Saints March in for ESRB PSA

September 28, 2010 -

For its latest public service announcement to promote videogame ratings awareness, the Entertainment Software Rating Board (ESRB) has employed a pair of Super Bowl champions.

New Orleans Saints wide receivers Marques Colston and Devery Henderson appear in the spot, in which they inform a clueless consumer buying a game for his son that he should check the rating on the game before purchasing it. The commercial was launched via a press event at a New Orleans area GameStop, with State Senator Daniel Martiny (R-Metairie) and State Representative Jeffrey Arnold (D-New Orleans) in attendance.

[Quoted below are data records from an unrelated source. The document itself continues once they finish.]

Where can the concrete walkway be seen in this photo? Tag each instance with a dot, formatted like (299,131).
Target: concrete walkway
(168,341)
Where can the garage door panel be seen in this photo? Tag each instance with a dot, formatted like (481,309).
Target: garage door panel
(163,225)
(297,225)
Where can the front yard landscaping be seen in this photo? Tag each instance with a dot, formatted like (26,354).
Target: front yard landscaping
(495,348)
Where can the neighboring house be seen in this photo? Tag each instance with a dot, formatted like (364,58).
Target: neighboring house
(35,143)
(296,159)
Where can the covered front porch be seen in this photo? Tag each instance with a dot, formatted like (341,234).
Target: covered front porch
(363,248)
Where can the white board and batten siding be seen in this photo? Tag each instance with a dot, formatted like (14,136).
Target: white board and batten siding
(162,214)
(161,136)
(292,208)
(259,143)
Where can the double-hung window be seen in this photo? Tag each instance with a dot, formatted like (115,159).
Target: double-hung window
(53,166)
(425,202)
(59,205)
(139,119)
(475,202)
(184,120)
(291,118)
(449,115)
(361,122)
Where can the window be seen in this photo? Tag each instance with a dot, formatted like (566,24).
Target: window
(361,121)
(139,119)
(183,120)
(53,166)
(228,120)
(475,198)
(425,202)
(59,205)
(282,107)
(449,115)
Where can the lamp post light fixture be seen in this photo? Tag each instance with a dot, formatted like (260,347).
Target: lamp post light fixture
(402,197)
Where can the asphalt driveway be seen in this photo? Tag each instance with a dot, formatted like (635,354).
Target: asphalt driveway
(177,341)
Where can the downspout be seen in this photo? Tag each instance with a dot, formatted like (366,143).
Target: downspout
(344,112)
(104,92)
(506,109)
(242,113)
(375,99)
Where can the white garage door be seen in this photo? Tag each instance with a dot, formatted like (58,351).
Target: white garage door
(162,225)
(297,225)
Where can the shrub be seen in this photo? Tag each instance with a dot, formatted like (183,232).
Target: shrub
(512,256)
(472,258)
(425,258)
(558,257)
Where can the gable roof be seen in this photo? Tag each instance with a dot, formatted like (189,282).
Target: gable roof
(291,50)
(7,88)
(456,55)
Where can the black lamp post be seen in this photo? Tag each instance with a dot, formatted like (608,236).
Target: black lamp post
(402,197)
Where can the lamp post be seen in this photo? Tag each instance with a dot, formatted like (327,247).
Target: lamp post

The PSA will run on GameStop’s in-store network nationwide, appear on the video board at Saints home games and also run on television and radio stations throughout the state of Louisiana.
Colston added, “I play a ton of video games, and while most of them are OK for kids, some of them are clearly intended for older players.”

He continued, “They say the best defense is a good offense, and I know about good offense.  A parent’s best defense against bringing home the wrong game for their child is to go on offense and use the ratings every time they buy or rent a game.  You’re always better off when you know the play.”

The spot can be viewed on the media page of the ESRB’s website. The Saints video is the first choice under the Statewide and Local TV section.


Comments

Re: Saints March in for ESRB PSA

Considering the number of gamestops in the area, I think I've shopped at that shop before.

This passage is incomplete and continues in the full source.